Inclusion, Neighborly Love, Part of Alternative St. Pat’s Parade in Queens, opposite of the elitist, exclusionary, 5th Avenue Manhattan St. Patrick’s Day Pararde


Fr. Mychal Judge, Saint of 911
Honoree of Queens "St. Pat's for All" Parade


When the Cardinal and his elitist corporate friends and bankers want a Fascist Like display of blind obedience in the annual 5th Avenue St Patrick's Parade every year, Public Drunkedness is okay but no signs or expressions of freedom or private personal opinions, they are VERBOTEN. 

There are alternatives and there is life in the other boroughs and outside the control of the stone canyons and stone hearts of the elitist ruling class in Manhattan.




“I know what it’s like to be told you’re not welcome,” Mr. Fay said as he rushed around his Astoria, Queens, home making last-minute preparations for this Sunday’s parade, which starts at 2 p.m. in Woodside and runs for two hours. It begins at Skillman Avenue and 47th Street and proceeds east on Skillman, ending at Woodside Avenue and 58th Street. …

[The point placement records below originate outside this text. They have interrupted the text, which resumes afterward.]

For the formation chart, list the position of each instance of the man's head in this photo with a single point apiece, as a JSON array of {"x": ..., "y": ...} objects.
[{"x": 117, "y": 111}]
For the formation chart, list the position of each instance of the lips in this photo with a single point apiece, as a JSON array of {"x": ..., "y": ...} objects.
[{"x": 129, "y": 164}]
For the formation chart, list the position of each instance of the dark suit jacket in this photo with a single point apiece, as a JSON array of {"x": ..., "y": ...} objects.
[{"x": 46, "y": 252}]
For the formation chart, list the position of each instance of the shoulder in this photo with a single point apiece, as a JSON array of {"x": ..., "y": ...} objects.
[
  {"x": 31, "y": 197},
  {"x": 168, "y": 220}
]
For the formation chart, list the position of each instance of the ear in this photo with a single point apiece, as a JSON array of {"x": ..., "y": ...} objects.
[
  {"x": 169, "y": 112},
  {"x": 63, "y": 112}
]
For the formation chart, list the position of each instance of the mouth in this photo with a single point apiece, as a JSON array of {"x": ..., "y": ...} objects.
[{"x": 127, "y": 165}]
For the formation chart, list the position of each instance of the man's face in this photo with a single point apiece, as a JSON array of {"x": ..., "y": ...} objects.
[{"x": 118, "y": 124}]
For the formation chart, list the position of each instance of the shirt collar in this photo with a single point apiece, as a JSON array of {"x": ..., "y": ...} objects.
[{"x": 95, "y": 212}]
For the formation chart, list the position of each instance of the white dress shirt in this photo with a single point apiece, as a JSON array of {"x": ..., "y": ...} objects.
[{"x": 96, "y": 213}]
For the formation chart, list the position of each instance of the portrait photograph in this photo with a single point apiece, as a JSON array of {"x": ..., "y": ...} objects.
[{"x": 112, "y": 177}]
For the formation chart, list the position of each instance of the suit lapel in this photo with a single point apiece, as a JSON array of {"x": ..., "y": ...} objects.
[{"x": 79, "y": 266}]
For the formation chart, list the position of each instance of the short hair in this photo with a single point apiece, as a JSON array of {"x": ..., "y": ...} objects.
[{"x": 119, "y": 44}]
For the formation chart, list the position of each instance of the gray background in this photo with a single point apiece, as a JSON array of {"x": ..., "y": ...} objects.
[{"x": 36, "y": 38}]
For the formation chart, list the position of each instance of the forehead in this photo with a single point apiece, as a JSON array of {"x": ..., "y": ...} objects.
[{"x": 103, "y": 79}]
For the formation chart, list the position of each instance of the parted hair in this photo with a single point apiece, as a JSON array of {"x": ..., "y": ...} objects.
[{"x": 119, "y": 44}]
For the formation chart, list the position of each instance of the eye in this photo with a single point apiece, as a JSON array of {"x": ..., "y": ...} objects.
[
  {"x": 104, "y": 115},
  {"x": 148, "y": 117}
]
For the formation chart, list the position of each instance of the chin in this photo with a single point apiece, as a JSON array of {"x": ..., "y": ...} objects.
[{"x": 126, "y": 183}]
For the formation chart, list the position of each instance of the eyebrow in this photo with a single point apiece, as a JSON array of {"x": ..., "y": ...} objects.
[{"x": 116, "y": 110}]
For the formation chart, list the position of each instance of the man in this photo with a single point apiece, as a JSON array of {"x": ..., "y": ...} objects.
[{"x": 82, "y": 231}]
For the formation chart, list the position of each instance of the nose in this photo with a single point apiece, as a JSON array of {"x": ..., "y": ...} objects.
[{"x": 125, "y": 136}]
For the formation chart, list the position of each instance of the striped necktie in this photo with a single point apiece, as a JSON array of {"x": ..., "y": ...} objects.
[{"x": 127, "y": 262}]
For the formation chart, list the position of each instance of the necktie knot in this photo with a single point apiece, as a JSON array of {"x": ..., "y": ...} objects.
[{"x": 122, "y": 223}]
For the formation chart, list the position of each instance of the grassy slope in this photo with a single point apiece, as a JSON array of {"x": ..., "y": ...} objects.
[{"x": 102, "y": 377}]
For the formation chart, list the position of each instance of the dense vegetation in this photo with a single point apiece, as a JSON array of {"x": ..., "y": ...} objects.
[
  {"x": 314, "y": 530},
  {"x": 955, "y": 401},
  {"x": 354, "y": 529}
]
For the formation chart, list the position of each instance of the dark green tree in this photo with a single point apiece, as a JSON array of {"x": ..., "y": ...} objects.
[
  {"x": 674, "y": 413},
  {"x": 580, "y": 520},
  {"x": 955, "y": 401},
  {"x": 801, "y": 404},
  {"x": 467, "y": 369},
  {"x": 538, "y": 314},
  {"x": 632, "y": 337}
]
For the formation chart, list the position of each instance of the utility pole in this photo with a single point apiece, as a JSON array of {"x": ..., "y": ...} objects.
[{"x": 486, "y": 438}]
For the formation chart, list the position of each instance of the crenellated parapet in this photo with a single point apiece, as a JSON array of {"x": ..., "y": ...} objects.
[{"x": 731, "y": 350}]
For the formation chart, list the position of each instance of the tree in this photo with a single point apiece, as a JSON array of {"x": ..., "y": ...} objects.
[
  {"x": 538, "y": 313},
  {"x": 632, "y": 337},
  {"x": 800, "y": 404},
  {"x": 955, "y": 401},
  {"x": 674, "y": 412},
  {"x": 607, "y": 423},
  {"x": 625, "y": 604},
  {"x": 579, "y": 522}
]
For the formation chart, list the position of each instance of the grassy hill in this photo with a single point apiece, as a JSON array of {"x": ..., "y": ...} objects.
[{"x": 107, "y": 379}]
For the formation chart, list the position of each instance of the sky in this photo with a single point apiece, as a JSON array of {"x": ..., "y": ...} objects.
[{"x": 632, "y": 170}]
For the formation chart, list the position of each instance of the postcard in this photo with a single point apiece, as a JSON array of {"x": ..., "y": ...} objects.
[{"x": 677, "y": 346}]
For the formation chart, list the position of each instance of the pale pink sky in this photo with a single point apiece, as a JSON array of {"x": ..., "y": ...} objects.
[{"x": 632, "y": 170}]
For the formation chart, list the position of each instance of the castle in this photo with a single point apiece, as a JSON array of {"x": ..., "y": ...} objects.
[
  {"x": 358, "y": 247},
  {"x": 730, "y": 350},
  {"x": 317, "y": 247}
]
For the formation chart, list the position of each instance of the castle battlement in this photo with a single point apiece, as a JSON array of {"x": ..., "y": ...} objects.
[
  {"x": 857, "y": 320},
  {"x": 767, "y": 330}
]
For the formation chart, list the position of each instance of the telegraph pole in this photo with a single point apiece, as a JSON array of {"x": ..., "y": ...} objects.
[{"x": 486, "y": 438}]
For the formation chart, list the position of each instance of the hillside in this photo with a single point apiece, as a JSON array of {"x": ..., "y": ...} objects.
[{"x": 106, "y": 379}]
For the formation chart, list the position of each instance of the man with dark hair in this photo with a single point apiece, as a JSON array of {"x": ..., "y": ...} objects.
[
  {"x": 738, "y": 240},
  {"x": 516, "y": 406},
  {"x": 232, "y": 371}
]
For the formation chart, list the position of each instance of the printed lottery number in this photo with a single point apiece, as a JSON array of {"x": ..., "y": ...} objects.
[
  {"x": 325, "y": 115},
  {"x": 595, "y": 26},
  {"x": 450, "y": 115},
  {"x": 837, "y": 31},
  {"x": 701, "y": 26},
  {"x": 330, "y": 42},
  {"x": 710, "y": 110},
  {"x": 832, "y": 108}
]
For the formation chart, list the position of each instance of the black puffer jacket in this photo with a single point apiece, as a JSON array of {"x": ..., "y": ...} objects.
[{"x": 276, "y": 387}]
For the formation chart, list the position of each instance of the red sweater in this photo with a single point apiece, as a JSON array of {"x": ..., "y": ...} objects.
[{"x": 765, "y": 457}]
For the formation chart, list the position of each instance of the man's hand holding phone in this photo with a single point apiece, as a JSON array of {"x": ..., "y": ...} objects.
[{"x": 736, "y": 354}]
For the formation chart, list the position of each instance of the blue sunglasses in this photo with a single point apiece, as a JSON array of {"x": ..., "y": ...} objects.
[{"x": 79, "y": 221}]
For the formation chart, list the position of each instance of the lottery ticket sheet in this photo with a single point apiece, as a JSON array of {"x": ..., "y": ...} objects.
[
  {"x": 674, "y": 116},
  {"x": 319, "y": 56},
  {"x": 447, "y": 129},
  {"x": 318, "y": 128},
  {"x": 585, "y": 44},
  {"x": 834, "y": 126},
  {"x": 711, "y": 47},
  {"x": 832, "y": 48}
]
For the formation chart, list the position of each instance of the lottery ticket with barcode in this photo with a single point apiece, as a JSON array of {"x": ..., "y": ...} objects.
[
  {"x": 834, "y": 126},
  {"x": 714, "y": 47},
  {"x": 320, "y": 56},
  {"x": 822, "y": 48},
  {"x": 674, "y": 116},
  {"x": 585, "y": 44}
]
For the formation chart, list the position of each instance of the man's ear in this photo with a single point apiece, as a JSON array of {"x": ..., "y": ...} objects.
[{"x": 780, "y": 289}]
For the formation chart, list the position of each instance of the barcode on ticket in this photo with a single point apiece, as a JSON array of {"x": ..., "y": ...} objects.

With the phone ringing constantly, Mr. Fay finalized details for portable toilets, pipers and puppets to be held aloft by children. The parade has grown in size every year, and this year he expects more than 2,000 participants.


Bars that once wanted nothing to do with the parade are now opening early for breakfast on parade day, he said.


As for the parade, he said, “We err on the side of hospitality and inclusiveness.” And with the doors wide open, he has certainly amassed a wide array of regular attendees, including from many ethnic groups in this extremely diverse area of Queens.


At the moment, Mr. Fay was making arrangements with Pakistani and Bengali contingents. There will be Bolivian, Ecuadorean, Korean and Chinese groups, as well as a troupe of young black and Latino step-dancers from the Bronx.


Mr. Fay called a Turkish contingent seeking to march for the first time, to honor the food shipments that Turkey sent Ireland during the potato famine. Then there was the Mexican group marching in tribute to that country’s San Patricio battalion in the Mexican-American War.


“We try to reflect the spirit of New York – we’re all neighbors, we marry each other,” Mr. Fay said in his living room, which is presided over by a green statue of St. Patrick, rescued from a trash heap, with its arms broken off.


As usual, the parade will honor the Rev. Father Mychal Judge, the gay Fire Department chaplain who marched in the parade in 2000 and died on Sept. 11, 2001, at the World Trade Center. And as usual there will be a moment of silence for Robert Rygor, an early critic of the Fifth Avenue parade who died of complications from H.I.V. in 2004.